As previous studies suggest, the relationship between infections and neoplasms are bidirectional, while tumors inducing immunosuppression can cause various infections which will arise the question of whether there’s an underlying immunodeficiency, chronic infections are also one of the main reasons of the neoplasms. There are many pathogenetic mechanisms involved, such as chronic inflammatory state having a potential oncogenic feature [10]. Therefore making it difficult to determine the causality relationship in the presented case.

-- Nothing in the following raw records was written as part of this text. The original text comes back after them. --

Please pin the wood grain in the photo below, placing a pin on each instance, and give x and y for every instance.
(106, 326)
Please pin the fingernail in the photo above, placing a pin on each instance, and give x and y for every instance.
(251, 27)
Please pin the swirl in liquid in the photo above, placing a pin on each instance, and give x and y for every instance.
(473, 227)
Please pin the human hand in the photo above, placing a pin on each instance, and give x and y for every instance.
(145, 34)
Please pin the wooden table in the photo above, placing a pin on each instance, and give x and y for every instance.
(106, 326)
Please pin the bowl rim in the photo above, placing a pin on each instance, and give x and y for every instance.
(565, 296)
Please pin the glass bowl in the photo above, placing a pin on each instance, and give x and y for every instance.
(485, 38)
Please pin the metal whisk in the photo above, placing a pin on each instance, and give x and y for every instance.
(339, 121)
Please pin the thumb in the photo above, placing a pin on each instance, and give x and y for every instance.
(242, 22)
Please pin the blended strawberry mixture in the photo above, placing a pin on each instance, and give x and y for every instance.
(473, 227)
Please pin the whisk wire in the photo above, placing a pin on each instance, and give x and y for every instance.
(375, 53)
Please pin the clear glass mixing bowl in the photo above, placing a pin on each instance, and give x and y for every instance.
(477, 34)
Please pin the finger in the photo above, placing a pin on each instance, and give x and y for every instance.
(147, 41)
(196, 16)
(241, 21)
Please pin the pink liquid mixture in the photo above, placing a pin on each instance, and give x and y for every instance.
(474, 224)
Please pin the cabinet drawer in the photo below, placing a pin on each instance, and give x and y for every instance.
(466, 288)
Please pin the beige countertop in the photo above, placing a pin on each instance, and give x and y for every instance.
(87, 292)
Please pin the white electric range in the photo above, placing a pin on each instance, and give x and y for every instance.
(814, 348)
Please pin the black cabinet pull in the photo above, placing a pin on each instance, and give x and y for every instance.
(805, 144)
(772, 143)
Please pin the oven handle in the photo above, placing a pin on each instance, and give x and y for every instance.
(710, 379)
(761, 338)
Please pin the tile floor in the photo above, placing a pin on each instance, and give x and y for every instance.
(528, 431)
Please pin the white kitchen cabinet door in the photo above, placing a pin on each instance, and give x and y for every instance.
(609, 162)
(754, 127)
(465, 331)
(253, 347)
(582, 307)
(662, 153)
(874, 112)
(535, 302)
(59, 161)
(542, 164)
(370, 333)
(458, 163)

Prolonged illnesses, uncommon complications of infection and oncohematologic malignancies can be accompanied by underlying a causative immunodeficiencies, whether they’re primary or secondary [6]. Even though the studies such as whole genome sequencing couldn’t be completed due to unfortunate passing of our patient the symptoms she presented throughout her disease course strongly pointed us towards suspecting immunodeficiencies. Primary and some of the secondary paraclinical evaluations came out normal, however variable degrees of severe immunocompromise can be seen at her clinical course.
Studies also suggest that 22q11 deletion syndromes can also be associated with variable degrees of immunodeficiency, Renal cell carcinomas, neuroblastomas and malignancies of the liver and the biliary tract [11]. Further highlighting the bidirectional relationship between primary immunodeficiencies and malignancies as well as secondary immunodeficiencies and neoplasms.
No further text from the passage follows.